OpenSWE-72B: Advanced Software Engineering Agent
OpenSWE-72B, developed by GAIR, is a 72.7 billion parameter model specifically designed for Software Engineering (SWE) tasks. It leverages the OpenSWE framework, which is the largest fully transparent environment synthesis framework for SWE agent training, featuring 45,320 executable Docker environments from over 12.8k repositories. This framework includes open-sourced Dockerfiles, evaluation scripts, and a distributed multi-agent synthesis pipeline, ensuring high reproducibility and extensibility.
Key Capabilities
- Unprecedented Scale and Transparency: Built on 45,320 executable environments, with full infrastructure transparency for reproducibility and community contributions.
- Quality-Centric Data Curation: Employs a sophisticated filtering pipeline to characterize environment difficulty, removing unsolvable or trivially simple instances and retaining high-quality, challenging tasks.
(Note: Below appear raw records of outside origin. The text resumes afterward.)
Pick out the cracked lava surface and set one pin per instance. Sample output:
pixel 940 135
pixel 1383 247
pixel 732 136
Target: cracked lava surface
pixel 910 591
This process involved significant investment in trajectory sampling and curation, yielding approximately 13,000 curated trajectories from 9,000 quality-guaranteed environments.
- State-of-the-Art Performance: Achieves 66.0% on SWE-bench Verified (Pass@1) using the SWE-Agent scaffold, setting a new benchmark among SFT-based methods in the Qwen2.5 series. OpenSWE-trained models consistently outperform alternatives like SWE-rebench across various scales and scaffolds.
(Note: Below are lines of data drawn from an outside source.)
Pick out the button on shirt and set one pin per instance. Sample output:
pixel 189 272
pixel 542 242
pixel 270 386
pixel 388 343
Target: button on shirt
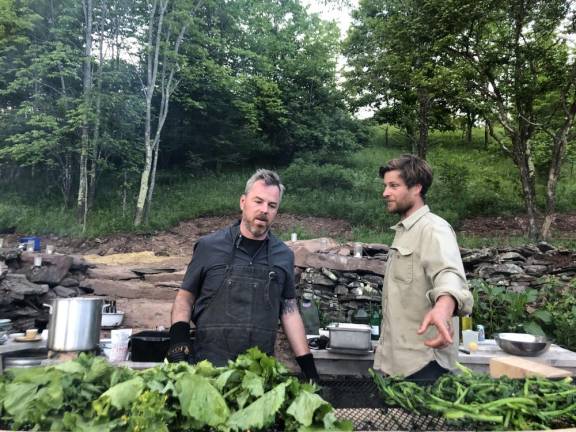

- Broad Generalization: Demonstrates substantial out-of-domain improvements in areas like code (e.g., HumanEval +29), math (e.g., MATH-500 +12.2 for 72B), and science benchmarks, without compromising factual recall.
Good for
- Developing and training advanced SWE agents.
- Researching and improving automated software development and bug-fixing systems.
- Tasks requiring high-performance code generation and problem-solving within complex software environments.
- Applications benefiting from robust, reproducible, and scalable SWE environment synthesis.